Aerosmith grudgingly acknowledged the dire state of affairs inside their operation with the title of their sixth studio album, Night in the Ruts. Released on Nov. 1, 1979, the album presented like some kind of condemned spirit of good times past, returning to haunt those left behind.

If anything, it was no small miracle that Aerosmith — overworked, overtired and over-drugged — had even managed to keep their leaky ship afloat that far. The already trying conditions surrounding 1977’s Draw the Line and the grueling tour regimen that interrupted the recording of Night in the Ruts finally pushed guitarist Joe Perry over the edge.

By the time the shambles that was now Aerosmith reconvened in late summer of ’79 to complete Night in the Ruts, Perry was gone. The remaining guitar workload had to be shouldered by his six-string partner Brad Whitford, plus session hires Richie Supa, Neil Thompson and Jimmy Crespo (who later became Joe’s official replacement).

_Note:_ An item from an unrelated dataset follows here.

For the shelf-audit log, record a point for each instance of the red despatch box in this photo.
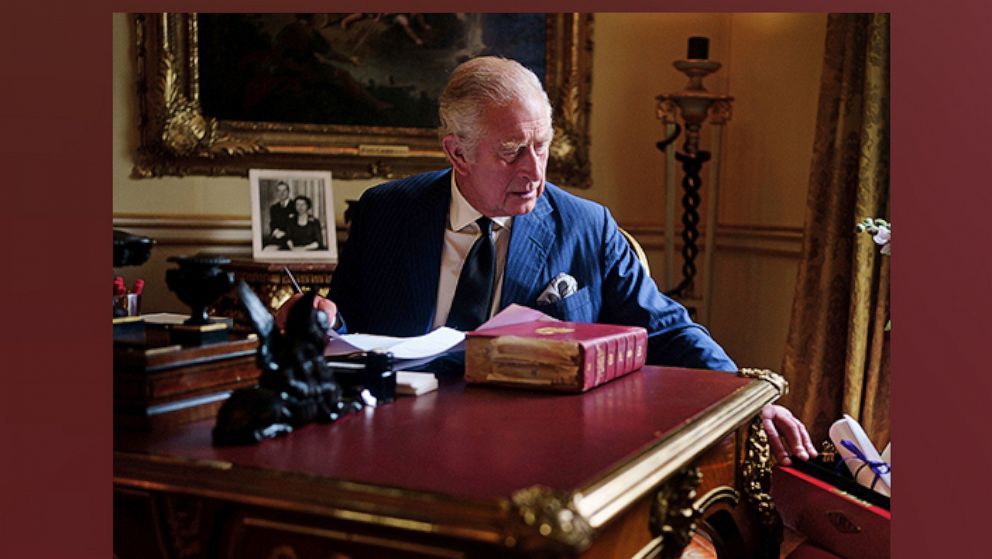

And still, a few songs did in fact convincingly sound like vintage Aerosmith, namely the rambunctious opener "No Surprize," "Three Mile Smile" and eventual concert favorite "Bone to Bone (Coney Island White Fish Boy)." But those had been Perry co-writes, unlike remaining the knock-offs like Steven Tyler’s sappy "Mia" and a pair of space-filling cover tunes in "Reefer Headed Woman" and the Yardbirds’ "Think About It."

To be fair, other Tyler/Perry collaborations written as their relationship frayed, like "Chiquita" and "Cheese Cake" proved equally forgettable. Still, a third cover, the Shangri-Las' "Remember (Walking in the Sand)" — though clearly cut as a desperate grab for something that could be issued as a single — turned out well enough in spite of these deteriorating band conditions.

Aerosmith went on to pull a Kiss-type, "No, Ace Frehley is still in the band, seriously" ruse by placing the already-departed Perry on the Night in the Ruts cover photo. But their charismatic guitarist and songwriting force was as good as gone, and his former guitar foil, Whitford was soon to follow.

In light of all this, the play on words that inspired the album’s title, “Right in the Nuts,” would lend itself to the band’s next exhausting concert tour. It felt just about right in describing how Night in the Ruts impacted Aerosmith’s ailing career until their unlikely late-‘80s comeback.